Released last year, Currier’s book Until My Heart Stops is a breathtaking memoir that assembles a collection of more than 50 works of nonfiction written by the author over four decades, many which deal with the impact of AIDS on both his personal life and his writing. The memoir was a finalist for a Lambda Literary award, recognizing the literary achievements of LGBT books and authors. The title is reflective of a medical diagnosis Currier received: HCM or hypertropic cardiomyopathy, a condition of excessive thickening of the heart muscle for which there is no apparent cause or cure. Within the book, he thinks back to his state of mind in 1985 in Manhattan, when he was first diagnosed. “That had been a summer of fear for me, the year I hadn’t imagined myself living long enough to develop a heart problem because I was too worried about dying from AIDS.”

Until My Heart Stops is a deeply personal memoir that tackles some of society's most difficult issues.

Until My Heart Stops is a deeply personal memoir that tackles some of society’s most difficult issues.

Currier, who is HIV-negative, notes that while treatments have altered the course of HIV and AIDS since the early years of the epidemic, the impact it has had on the gay community remains. “The epidemic isn’t over for any of us who have survived the losses,” he says. “That’s why it’s important to me to keep telling these stories.”

Tackling Difficult Societal Issues – With Compassion

The journey to explore the issues facing the LGBTQ community in recent years has been fraught with challenges and landmark successes since that summer day in 1981 when The New York Times reported a rare cancer that affected gay men. For Currier, sharing truth came “in fiction and non-fiction, poetry and prose, grappling with issues and themes and searching for some sort of understanding to how the plague has shaped our lives.”

His first novel, Where the Rainbow Ends, published in 1998, details the timeline of the beginning of the AIDS epidemic. In a later essay, Currier noted, “There are many reasons why I never stopped writing about AIDS. AIDS summons up the greatest themes in literature, among them sex and death and faith, themes that are universal and prominent in every life.” AIDS and HIV, he writes, “impacted my world. It has made me the person I am today. I write about AIDS because I am still alive.”

2010

At the Kutna Hora “bone” chapel outside of Prague.
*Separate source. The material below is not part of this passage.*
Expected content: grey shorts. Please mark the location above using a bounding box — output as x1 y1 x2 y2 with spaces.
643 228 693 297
Dancing on the Moon, his earlier collection of short fiction, was also groundbreaking. First published in 1993, Currier became “the first American writer to publish a full collection of short stories about AIDS,” the author recalls. While The Village Voice dubbed this work “defiant and elegiac,” for Currier creating the work was a cathartic way of dealing with losses around him.

With candid sincerity in each of his 11 books and hundreds of essays, Currier is unafraid to expose his vulnerabilities. He reflects in his new memoir, “I guess my time is not up either, I think, feeling the swollen colors of twilight now around me. The air is both warm and cold against the sweat of my back. And something in the universe has made me lucky. At this moment, I am happy and sober. This is something I can write about. This feeling. This is something I can try to understand.”

Editor’s Note: In addition to being the founder, publisher, and editor of Chelsea Station Editions, Currier is a senior paralegal for a media company in New York City and an LGBTQ activist in his own right.